Nascido e criado nas selvas e acampamentos madeireiros da América do Sul, Luis Brown foi educado nos Estados Unidos. Obteve mestrado pela Wharton School of Finance.

Oferecendo níveis sem precedentes de serviços, instalações e conforto, Luis tem sido um pioneiro na pesca de Tucunaré de classe mundial desde 1992.

Ele conhece os padrões que os pescadores americanos esperam, e tem a experiência, as conexões locais e o conhecimento do sertão para proporcionar uma aventura de pesca incomparável.

 

Nossa Abordagem Ecologicamente Responsável

A River Plate Anglers está liderando um esforço internacional na implementação de Aprendizado à Distância (LaD), nível de Ensino Médio, quatro anos, em quatro comunidades nos Estados do Amazonas e Roraima no Brasil que praticam caça de subsistência e comercial em três bacias hidrográficas, rios Jufari, Xeriuni e Amajau, sobre uma área total de 2,9 milhões de hectares (veja o círculo vermelho no mapa abaixo).

Em troca da implementação desses programas, as comunidades concordaram em se comprometer com o seguinte dentro de suas respectivas bacias hidrográficas:

Deter e policiar a caça comercial (caça furtiva) de todas as espécies.

Parar voluntariamente toda caça de subsistência das espécies em perigo listadas abaixo.

Regulamentar voluntariamente a caça de subsistência de espécies não ameaçadas em áreas onde a coleta é permitida, garantindo assim que a coleta seja sustentável.

Antecedentes do Patrocinador

Nascido e criado na América do Sul, Luis Brown, 73 anos, foi educado nos EUA na Wharton School of Finance. Foi proprietário e CEO de operações de papel, celulose, madeira e gado até o início dos anos 90. Atualmente, dedica a maior parte de seu tempo a atividades ao ar livre através de sua empresa, River Plate Outfitters, e a vários projetos socioambientais na Floresta Amazônica brasileira através de outra empresa, River Plate Anglers (RPA).
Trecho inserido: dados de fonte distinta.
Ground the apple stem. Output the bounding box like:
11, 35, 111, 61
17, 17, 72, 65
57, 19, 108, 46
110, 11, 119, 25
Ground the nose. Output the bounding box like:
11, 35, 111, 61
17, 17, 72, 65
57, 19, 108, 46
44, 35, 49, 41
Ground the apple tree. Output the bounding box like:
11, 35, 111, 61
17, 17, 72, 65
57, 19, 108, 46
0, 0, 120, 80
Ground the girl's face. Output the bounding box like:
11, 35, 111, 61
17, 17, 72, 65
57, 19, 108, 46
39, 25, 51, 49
A RPA tem sido pioneira na pesca esportiva de Tucunaré desde 1992. Em 2004, a RPA iniciou um grande projeto de conservação projetado para persuadir os moradores locais a reduzir a pesca comercial nas áreas de pesca esportiva com captura e soltura da RPA. Isso garantiu que os pescadores clientes da RPA desfrutariam da melhor experiência de pesca de Tucunaré na Amazônia. Em troca dessa concessão pelos moradores locais, a River Plate Anglers fez muitos compromissos financeiros humanitários muito grandes com as comunidades da floresta tropical.

Ao longo dos anos, esses compromissos financeiros evoluíram para Programas de Gestão de Recursos Naturais Baseada em Comunidades (CBNRMs) em 6,5 milhões de hectares de bacias hidrográficas de floresta tropical estendendo-se para fora da Cidade de Manaus em um semicírculo de 1.600 km de diâmetro. Esses programas beneficiam mais de 1.000 famílias. Este é o epicentro da indústria de pesca recreativa de Tucunaré onde a River Plate Anglers opera oito acampamentos de safari móveis de luxo.
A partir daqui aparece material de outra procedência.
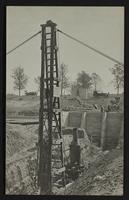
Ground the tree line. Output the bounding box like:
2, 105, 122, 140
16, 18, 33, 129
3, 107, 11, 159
12, 63, 124, 96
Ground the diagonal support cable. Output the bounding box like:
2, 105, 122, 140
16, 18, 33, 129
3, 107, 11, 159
57, 29, 124, 66
6, 31, 41, 55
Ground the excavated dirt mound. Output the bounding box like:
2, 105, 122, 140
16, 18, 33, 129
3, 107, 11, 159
60, 149, 123, 196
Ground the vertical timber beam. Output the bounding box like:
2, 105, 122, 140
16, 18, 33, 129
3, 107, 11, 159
38, 25, 45, 193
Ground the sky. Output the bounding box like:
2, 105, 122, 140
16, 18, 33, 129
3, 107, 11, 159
6, 6, 124, 93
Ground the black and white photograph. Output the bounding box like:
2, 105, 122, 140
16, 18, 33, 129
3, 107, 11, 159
5, 6, 125, 196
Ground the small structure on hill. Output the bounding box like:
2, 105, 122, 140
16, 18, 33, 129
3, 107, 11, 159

Esforços de Conservação do Governo nas Áreas da RPA:

Os gastos do governo nas áreas onde a RPA opera não estão ajudando a financiar programas de conservação que protegem espécies ameaçadas. De fato, apenas uma porção muito pequena do orçamento operacional na Amazônia é alocada para conservação no nível Federal (IBAMA) ou estadual (IPAAM). Quase nenhum dinheiro está chegando ao nível comunitário. Mais problemático, mesmo que os fundos de conservação chegassem ao nível comunitário, é improvável que as autoridades federais ou estaduais pudessem policiar adequadamente os esforços de conservação dentro e ao redor de pequenas comunidades dispersas em partes remotas da floresta amazônica.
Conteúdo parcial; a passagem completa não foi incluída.